[Feature] add tablet statistics system table to track the data accessing information
Feature request
Is your feature request related to a problem? Please describe. Currently the tablet lacks operational behavior(like read/write) statistics, based on statistics, we could acquire more information about the data accessing information. A typical scenario such as: when user set a long TTL for table partitions, but the historic partitions are never scanned or rarely scanned, it would cause unnecessary storage waste and metadata pressure. So more detailed partition scan information is needed to distinguish cold and hot partitions, it would become a reference to data governance.
Describe the solution you'd like
Add a system table _statistics_.tablet_statistics to collect the tablet statistics.
note: currently just collect tablet read statistics, in the future could collect more statistics like write.
Technical Solution
1.create system table
When the cluster is initially build or upgrade from old version, the system table _statistics_.tablet_statistics would be created in _statistics_ system database.
create table sql:
CREATE TABLE _statistics_.tablet_statistics (
`dt` date NOT NULL COMMENT "",
`catalog_name` varchar(65533) NOT NULL COMMENT "",
`db_name` varchar(65533) NOT NULL COMMENT "",
`table_name` varchar(65533) NOT NULL COMMENT "",
`partition_name` varchar(65533) NOT NULL COMMENT "",
`tablet_id` bigint(20) NULL COMMENT "",
`read_count` double SUM NOT NULL COMMENT ""
) ENGINE=OLAP
AGGREGATE KEY(`dt`, `catalog_name`, `db_name`, `table_name`, `partition_name`, `tablet_id`)
PARTITION BY date_trunc('day', `dt`)
DISTRIBUTED BY HASH(`tablet_id`) BUCKETS 10
PROPERTIES (
"partition_live_number" = "3"
);
the system table design point as follows:
- physical table, not a view, the data is saved on be, load data by stream load.

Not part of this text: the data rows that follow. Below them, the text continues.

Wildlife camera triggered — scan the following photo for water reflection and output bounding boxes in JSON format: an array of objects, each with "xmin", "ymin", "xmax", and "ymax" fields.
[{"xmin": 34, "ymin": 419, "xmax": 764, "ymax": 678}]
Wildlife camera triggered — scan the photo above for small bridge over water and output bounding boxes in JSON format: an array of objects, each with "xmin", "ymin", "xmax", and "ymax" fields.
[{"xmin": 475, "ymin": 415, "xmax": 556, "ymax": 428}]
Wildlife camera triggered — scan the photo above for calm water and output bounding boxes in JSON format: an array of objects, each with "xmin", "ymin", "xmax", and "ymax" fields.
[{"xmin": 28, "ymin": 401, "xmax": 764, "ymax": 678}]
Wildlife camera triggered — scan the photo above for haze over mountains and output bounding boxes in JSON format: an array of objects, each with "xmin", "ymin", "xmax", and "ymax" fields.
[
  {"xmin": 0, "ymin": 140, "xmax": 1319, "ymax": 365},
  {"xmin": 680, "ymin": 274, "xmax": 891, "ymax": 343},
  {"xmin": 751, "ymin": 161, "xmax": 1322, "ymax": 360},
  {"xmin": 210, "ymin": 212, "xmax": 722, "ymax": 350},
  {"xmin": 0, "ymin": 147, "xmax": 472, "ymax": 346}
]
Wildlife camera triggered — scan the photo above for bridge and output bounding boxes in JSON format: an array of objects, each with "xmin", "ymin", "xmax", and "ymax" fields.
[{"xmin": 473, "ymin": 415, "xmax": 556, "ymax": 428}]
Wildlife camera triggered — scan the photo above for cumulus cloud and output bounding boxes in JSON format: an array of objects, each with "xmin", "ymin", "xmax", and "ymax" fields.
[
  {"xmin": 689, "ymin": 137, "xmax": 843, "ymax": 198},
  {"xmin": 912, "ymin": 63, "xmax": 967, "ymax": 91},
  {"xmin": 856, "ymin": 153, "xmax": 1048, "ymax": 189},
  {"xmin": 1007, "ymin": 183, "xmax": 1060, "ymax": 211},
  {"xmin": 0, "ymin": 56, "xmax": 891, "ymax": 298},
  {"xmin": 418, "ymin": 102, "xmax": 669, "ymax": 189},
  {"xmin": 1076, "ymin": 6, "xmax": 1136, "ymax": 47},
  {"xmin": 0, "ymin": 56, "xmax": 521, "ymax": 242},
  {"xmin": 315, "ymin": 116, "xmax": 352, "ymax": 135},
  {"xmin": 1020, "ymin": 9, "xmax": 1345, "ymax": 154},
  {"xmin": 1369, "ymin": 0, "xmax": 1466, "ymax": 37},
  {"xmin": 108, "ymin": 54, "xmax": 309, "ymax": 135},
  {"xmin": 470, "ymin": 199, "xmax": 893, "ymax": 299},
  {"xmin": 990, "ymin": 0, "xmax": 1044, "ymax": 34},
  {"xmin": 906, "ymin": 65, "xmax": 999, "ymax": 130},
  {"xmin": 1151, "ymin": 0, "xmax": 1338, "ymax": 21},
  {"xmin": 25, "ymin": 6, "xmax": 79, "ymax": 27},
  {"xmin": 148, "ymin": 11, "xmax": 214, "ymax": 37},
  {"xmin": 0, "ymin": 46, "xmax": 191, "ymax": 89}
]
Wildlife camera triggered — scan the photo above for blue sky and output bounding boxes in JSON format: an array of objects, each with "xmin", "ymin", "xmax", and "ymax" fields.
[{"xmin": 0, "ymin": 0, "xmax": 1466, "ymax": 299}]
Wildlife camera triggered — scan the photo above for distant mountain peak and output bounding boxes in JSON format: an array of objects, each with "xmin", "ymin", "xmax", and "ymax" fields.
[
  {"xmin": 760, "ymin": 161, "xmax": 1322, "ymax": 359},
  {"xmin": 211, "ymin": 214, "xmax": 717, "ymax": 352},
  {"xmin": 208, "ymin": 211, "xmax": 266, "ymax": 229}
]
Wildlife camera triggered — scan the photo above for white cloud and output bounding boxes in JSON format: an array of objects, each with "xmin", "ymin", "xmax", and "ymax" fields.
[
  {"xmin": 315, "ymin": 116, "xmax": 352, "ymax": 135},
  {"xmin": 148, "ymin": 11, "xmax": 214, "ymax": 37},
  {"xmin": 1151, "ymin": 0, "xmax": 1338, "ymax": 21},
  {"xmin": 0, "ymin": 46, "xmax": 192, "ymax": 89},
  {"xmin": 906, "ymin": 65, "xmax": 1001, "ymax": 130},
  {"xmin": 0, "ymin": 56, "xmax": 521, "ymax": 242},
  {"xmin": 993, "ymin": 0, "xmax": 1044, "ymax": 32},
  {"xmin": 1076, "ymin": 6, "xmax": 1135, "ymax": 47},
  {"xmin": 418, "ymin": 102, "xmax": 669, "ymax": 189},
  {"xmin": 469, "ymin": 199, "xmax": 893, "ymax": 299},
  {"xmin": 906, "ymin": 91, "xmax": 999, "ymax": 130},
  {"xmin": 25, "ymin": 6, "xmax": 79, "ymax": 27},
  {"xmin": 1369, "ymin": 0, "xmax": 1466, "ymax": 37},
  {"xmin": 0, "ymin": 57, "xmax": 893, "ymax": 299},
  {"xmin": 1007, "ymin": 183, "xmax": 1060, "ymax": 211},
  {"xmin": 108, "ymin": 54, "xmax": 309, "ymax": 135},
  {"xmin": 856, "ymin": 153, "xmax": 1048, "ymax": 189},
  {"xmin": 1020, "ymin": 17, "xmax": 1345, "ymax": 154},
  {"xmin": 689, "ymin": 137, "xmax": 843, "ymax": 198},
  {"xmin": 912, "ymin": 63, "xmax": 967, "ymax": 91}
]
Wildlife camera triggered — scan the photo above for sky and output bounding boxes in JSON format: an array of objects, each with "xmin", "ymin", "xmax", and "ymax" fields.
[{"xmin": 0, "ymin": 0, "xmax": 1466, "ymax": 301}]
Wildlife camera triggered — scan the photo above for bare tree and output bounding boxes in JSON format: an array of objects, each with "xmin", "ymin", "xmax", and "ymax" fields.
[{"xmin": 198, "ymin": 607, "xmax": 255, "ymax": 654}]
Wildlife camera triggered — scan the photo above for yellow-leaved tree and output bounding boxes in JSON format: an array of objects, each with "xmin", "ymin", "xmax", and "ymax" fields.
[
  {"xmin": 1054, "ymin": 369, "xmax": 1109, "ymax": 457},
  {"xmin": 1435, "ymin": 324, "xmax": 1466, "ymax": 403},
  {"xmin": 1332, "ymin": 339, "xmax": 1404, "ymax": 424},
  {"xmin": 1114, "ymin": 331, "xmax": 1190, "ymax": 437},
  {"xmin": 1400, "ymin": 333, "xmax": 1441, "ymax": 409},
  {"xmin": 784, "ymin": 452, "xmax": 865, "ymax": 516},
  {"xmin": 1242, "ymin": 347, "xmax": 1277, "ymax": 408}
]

note: the reason of choose physical table not a view is in typical scenario of data governance usually need trace back to the last 30/90/180/365 days, too many tablet statistics would cause the fe resource waste.
-
aggregate model table, the aggregate key is
dt,catalog_name,db_name,table_name,partition_name,tablet_id, the metric key isread_countand aggregate function isSUM -
partitioned table, partition key is
dt, the ttl is set by parametertablet_statistics_keep_days(default value is 3 days) -
when the table in the query sql is partitioned, the
partition_namein_statistics_.tablet_statisticsdisplay partition name. otherwise display table name.
2.feature enable
the feature is enabled by parameter enable_tablet_statistics(default value is false)
3.feature workflow
-
handle query in handleQueryStmt and transfer execPlan to TabletStatisticsMgr
-
parse scanTabletId from execPlan
-
accumulate data for scanTabletId in batch, load frequency is set by parameter
tablet_statistics_load_interval_seconds(default value is 5 min) and batch size(default value is 500) -
when load is required, get catalog/db/table/partition info from scanTabletId, and build tablet statistics object
-
load tablet statistics into system table by streamLoad
4.system table query result
MySQL [_statistics_]> select * from _statistics_.tablet_statistics;
+------------+-----------------+---------------------------+----------------------------+----------------+-----------+------------+
| dt | catalog_name | db_name | table_name | partition_name | tablet_id | read_count |
+------------+-----------------+---------------------------+----------------------------+----------------+-----------+------------+
| 2025-06-11 | default_catalog | test_tablet_statistics_db | test_tablet_statistics_tab | p20250603 | 132584 | 2 |
| 2025-06-11 | default_catalog | test_tablet_statistics_db | test_tablet_statistics_tab | p20250602 | 132580 | 2 |
| 2025-06-11 | default_catalog | test_tablet_statistics_db | test_tablet_statistics_tab | p20250601 | 132572 | 2 |
| 2025-06-11 | default_catalog | test_tablet_statistics_db | test_tablet_statistics_tab | p20250602 | 132576 | 2 |
| 2025-06-11 | default_catalog | test_tablet_statistics_db | test_tablet_statistics_tab | p20250601 | 132570 | 2 |
| 2025-06-11 | default_catalog | test_tablet_statistics_db | test_tablet_statistics_tab | p20250602 | 132578 | 2 |
| 2025-06-11 | default_catalog | test_tablet_statistics_db | test_tablet_statistics_tab | p20250603 | 132588 | 2 |
| 2025-06-11 | default_catalog | test_tablet_statistics_db | test_tablet_statistics_tab | p20250601 | 132568 | 2 |
| 2025-06-11 | default_catalog | test_tablet_statistics_db | test_tablet_statistics_tab | p20250603 | 132586 | 2 |
+------------+-----------------+---------------------------+----------------------------+----------------+-----------+------------+
9 rows in set (0.01 sec)
When user set a long TTL for table partitions, but the historic partitions are never scanned or rarely scanned, it would cause unnecessary storage waste and metadata pressure. So more detailed partition scan information is needed to distinguish cold and hot partitions, it would become a reference to data governance. With the help of external tools, it is easy to parse the source table from query SQL, but it is difficult to parse which partition is scanned.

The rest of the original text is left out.